Intelligent collaboration

Enter 3D interactive collaboration

Before the pandemic, robotic and deep-sea optical sensor maker Impossible Sensing would typically bring along 3D printed scale models of its products to demonstrate and pass around to prospective customers to stimulate ideas and conversation. Its audience consisted of NASA scientists, climate researchers and prospective investors. COVID-19 lockdowns forced the company to replicate its in-person demonstrations remotely and interactively.

"We have to get people excited, which is where content collaboration tools help," surmised Pablo Sobron, founder and CEO of Impossible Sensing. The company is using Canvas GFX's Envision 3D interactive content and collaboration platform to help optimize content creation and streamline 3D collaboration processes among its product engineers, sales team and customers to generate engaging views of the product.

"Content collaboration tools," Sobron explained, "have an important role to play in delivering those interactive experiences for distributed teams and ecosystems. Sharing static images just doesn't cut it in our sector." Sobron also said his company can now hold 10 times more collaborative meetings interactively versus in person.

Nvidia's Omniverse platform for 3D design collaboration and simulation and Facebook's name change to Meta are further examples of the trending metaverse. Aside from creating more engaging games and social interactions, the metaverse could also make it easier to understand complex consumer devices like cars, whose user manuals haven't changed significantly in decades. Interactive and collaborative content is also finding its way in sales and promotional materials, instructive content and installation manuals for business and consumer end users, according to Canvas GFX CEO Patricia Hume.

Collaborative software vendors are exploring new ways to create more immersive meeting experiences, while businesses try to establish where these tools add the most value. "Because collaboration has suffered over the last couple of years due to remote work, employers are trying to find ways to replicate the in-person experience virtually," said Dan Lawyer, chief product officer at visual collaboration platform provider Lucid Software. "But VR [virtual reality] isn't necessarily the only solution, especially at this point."
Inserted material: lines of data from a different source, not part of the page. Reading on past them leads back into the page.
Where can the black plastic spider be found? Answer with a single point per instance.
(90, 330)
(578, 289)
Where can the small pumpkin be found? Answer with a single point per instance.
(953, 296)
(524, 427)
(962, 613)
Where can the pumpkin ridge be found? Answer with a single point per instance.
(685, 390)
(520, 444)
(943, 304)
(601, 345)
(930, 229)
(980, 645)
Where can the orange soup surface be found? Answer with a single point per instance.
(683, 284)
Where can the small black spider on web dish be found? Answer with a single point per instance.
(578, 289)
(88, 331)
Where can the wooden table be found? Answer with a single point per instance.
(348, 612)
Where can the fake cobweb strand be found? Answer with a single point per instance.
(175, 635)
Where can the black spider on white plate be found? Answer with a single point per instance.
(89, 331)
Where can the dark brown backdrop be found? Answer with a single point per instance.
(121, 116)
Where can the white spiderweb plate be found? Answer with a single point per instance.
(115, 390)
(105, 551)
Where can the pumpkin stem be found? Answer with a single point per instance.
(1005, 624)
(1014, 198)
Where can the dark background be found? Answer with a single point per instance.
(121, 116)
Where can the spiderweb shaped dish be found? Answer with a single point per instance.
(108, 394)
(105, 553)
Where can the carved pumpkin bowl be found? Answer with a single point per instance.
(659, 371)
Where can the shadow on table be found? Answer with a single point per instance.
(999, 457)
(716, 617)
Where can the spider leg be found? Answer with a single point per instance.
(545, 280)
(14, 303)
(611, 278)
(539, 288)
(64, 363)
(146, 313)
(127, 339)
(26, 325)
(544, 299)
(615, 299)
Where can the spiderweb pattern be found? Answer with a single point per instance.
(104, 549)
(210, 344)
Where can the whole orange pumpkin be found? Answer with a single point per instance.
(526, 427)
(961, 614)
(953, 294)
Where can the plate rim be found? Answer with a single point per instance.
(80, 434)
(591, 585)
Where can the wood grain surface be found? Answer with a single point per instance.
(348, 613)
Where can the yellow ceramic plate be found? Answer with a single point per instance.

Applications of content collaboration tools

Back to its origins

Ironically, new types of content and collaboration tools carry Bush's original vision of the memex. Notion's note-taking and project management software, for example, can create and share dynamic content in smaller, more composable chunks. Platforms like Roam Research, Amplenote and Mem can create associative links between chunks of shared knowledge for collaborative learning, scholarly research and product development. New enterprise-grade offerings such as Zenkit's Hypernotes build on these core capabilities with support for single sign-on, access management and audits.
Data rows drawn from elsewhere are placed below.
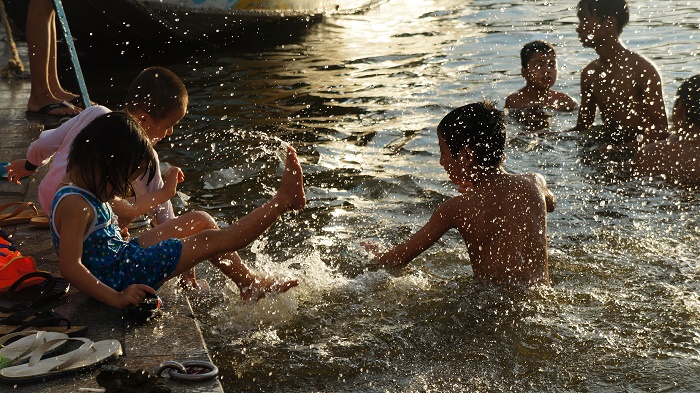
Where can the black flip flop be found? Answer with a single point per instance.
(52, 288)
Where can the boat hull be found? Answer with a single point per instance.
(129, 26)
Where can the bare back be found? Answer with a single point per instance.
(628, 91)
(503, 223)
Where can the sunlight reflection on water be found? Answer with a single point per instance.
(359, 98)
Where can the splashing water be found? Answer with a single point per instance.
(359, 98)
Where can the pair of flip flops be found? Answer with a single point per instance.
(45, 111)
(17, 348)
(41, 367)
(30, 320)
(14, 213)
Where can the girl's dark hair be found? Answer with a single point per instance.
(156, 91)
(480, 127)
(689, 94)
(602, 9)
(535, 47)
(108, 151)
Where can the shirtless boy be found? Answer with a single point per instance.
(501, 216)
(539, 68)
(624, 85)
(676, 158)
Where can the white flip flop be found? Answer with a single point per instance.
(89, 355)
(19, 351)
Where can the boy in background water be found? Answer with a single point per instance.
(625, 86)
(539, 68)
(677, 158)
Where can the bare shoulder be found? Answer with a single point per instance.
(73, 207)
(540, 184)
(514, 101)
(564, 101)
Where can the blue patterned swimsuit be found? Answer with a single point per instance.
(113, 261)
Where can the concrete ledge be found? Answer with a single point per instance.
(174, 335)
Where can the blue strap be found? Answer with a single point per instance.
(71, 49)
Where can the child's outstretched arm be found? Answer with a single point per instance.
(127, 210)
(438, 225)
(653, 96)
(71, 217)
(587, 110)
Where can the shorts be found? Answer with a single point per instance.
(150, 266)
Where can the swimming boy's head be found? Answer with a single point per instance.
(592, 14)
(478, 127)
(686, 110)
(158, 99)
(109, 153)
(539, 64)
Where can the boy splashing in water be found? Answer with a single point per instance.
(624, 85)
(92, 255)
(501, 216)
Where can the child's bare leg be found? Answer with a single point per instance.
(251, 286)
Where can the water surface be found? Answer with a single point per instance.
(359, 97)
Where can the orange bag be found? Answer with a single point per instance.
(14, 265)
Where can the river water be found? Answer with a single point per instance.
(360, 96)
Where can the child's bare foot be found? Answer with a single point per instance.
(291, 191)
(261, 287)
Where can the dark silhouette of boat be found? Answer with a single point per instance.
(131, 25)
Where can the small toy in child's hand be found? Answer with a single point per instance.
(282, 152)
(3, 170)
(149, 307)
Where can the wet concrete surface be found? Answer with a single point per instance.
(172, 335)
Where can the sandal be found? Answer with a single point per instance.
(49, 321)
(22, 344)
(88, 356)
(48, 290)
(24, 211)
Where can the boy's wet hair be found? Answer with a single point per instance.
(533, 47)
(617, 9)
(108, 151)
(689, 94)
(158, 92)
(480, 127)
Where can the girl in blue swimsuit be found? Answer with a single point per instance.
(105, 157)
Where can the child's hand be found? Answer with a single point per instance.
(16, 171)
(173, 176)
(465, 187)
(373, 248)
(133, 295)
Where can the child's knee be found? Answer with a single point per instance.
(201, 221)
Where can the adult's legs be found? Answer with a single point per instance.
(41, 42)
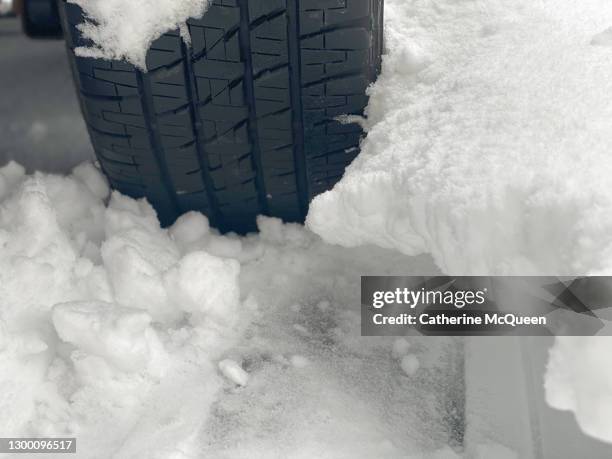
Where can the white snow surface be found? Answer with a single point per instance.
(488, 140)
(579, 379)
(121, 29)
(182, 343)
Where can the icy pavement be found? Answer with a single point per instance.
(40, 122)
(144, 342)
(489, 140)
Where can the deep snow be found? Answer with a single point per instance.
(487, 147)
(145, 342)
(489, 140)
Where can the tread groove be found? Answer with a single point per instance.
(144, 87)
(297, 124)
(190, 86)
(249, 89)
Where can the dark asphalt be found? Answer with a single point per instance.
(40, 121)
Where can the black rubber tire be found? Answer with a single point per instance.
(243, 122)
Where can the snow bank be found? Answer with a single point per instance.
(122, 29)
(489, 140)
(182, 343)
(579, 379)
(106, 324)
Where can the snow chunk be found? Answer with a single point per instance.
(121, 336)
(488, 142)
(126, 30)
(579, 379)
(299, 361)
(205, 286)
(234, 372)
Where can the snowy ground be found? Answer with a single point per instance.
(173, 342)
(111, 324)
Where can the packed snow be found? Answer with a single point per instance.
(180, 342)
(120, 29)
(488, 140)
(489, 148)
(579, 379)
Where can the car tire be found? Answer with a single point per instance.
(246, 120)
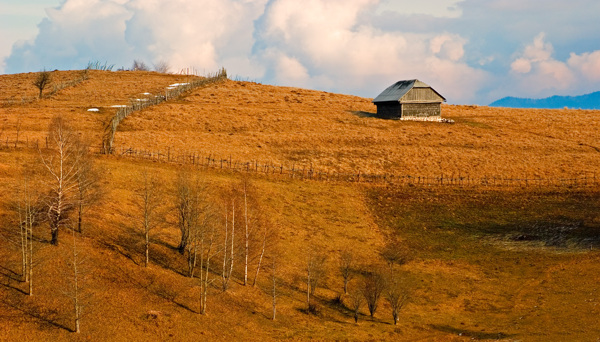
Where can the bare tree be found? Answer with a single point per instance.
(89, 190)
(194, 216)
(42, 80)
(315, 271)
(207, 252)
(228, 246)
(183, 208)
(62, 162)
(28, 210)
(356, 300)
(373, 286)
(149, 202)
(245, 187)
(396, 296)
(18, 129)
(139, 65)
(269, 241)
(346, 267)
(161, 67)
(76, 288)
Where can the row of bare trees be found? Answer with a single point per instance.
(223, 233)
(230, 227)
(373, 281)
(55, 190)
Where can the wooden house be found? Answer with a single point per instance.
(410, 98)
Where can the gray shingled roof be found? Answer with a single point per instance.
(399, 89)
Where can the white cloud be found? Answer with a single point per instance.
(536, 73)
(436, 8)
(588, 64)
(463, 48)
(336, 52)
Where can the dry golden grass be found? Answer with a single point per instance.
(249, 121)
(469, 278)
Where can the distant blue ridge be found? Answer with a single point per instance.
(588, 101)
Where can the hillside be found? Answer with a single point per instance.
(483, 263)
(587, 101)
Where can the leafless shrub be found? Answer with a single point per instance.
(139, 65)
(42, 80)
(372, 289)
(162, 67)
(346, 267)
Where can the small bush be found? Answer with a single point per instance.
(139, 66)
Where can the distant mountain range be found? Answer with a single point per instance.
(588, 101)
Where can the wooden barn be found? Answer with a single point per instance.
(410, 98)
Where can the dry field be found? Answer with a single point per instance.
(246, 121)
(512, 265)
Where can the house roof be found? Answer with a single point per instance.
(396, 91)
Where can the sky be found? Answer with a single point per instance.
(471, 51)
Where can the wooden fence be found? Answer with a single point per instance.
(589, 180)
(139, 104)
(303, 172)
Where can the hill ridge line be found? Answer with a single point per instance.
(124, 112)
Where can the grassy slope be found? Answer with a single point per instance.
(470, 275)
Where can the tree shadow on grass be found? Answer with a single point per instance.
(11, 276)
(44, 316)
(477, 335)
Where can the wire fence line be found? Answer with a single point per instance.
(303, 172)
(587, 180)
(171, 92)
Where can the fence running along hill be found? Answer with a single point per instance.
(588, 180)
(139, 104)
(210, 161)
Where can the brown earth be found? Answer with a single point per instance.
(470, 277)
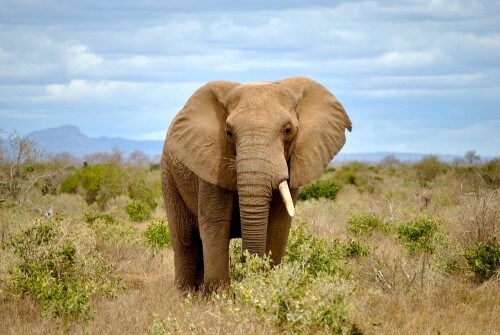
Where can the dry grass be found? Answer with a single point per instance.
(393, 292)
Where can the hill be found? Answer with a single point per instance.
(70, 139)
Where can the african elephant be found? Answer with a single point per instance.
(233, 160)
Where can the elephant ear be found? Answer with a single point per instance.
(321, 135)
(197, 135)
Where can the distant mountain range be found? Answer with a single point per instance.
(70, 139)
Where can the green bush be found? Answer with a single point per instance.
(56, 274)
(109, 231)
(483, 259)
(317, 256)
(98, 183)
(157, 235)
(138, 210)
(320, 189)
(354, 249)
(290, 298)
(364, 224)
(419, 236)
(140, 190)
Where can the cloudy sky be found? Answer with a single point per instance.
(415, 76)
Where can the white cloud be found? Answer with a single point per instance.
(81, 60)
(379, 55)
(410, 59)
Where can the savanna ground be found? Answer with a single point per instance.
(389, 248)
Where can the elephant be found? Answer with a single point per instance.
(233, 160)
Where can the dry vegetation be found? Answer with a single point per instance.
(399, 249)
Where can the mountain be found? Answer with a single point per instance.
(373, 157)
(71, 139)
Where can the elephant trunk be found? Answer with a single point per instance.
(254, 214)
(255, 188)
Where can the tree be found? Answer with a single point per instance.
(22, 167)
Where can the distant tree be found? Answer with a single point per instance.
(138, 157)
(65, 158)
(22, 166)
(114, 157)
(471, 157)
(390, 160)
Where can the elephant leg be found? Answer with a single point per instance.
(279, 227)
(214, 213)
(186, 241)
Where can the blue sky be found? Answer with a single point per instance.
(414, 76)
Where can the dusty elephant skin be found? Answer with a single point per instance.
(233, 160)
"The concept of the memex is not new, but it's the first time ever anyone -- really anyone -- can build a personal knowledge graph without typing a single line of code," observed Anne-Laure Le Cunff, founder of knowledge collaboration advisory Ness Labs. "As new tools for thought emerge, content creation will become smarter and more cooperative, contributing to our collective intelligence in ways that have not been possible before."

The metaverse field has been galvanized by the example of sociologist Niklas Luhmann's Zettelkasten knowledge management method, which allowed him to produce more than 75 books and 500 articles. Although software can help curate this knowledge, it's still a manual process -- but improvements in artificial intelligence technologies might help. IBM's Project Debater, for example, demonstrated how AI could help extract and organize complex topics in a larger-scale discussion. "This is a new era for collaborative thinking," Le Cunff declared.

More organizations will automate the distillation of insight from raw data, conjectured Sam Babic, senior vice president and CTO at content services provider Hyland Software. Enterprises are in the early stages of finding ways to combine data warehousing, data aggregation and machine learning to graduate data to information, knowledge, insights and wisdom, which could help scale Bush's original collaboration ideas for the masses.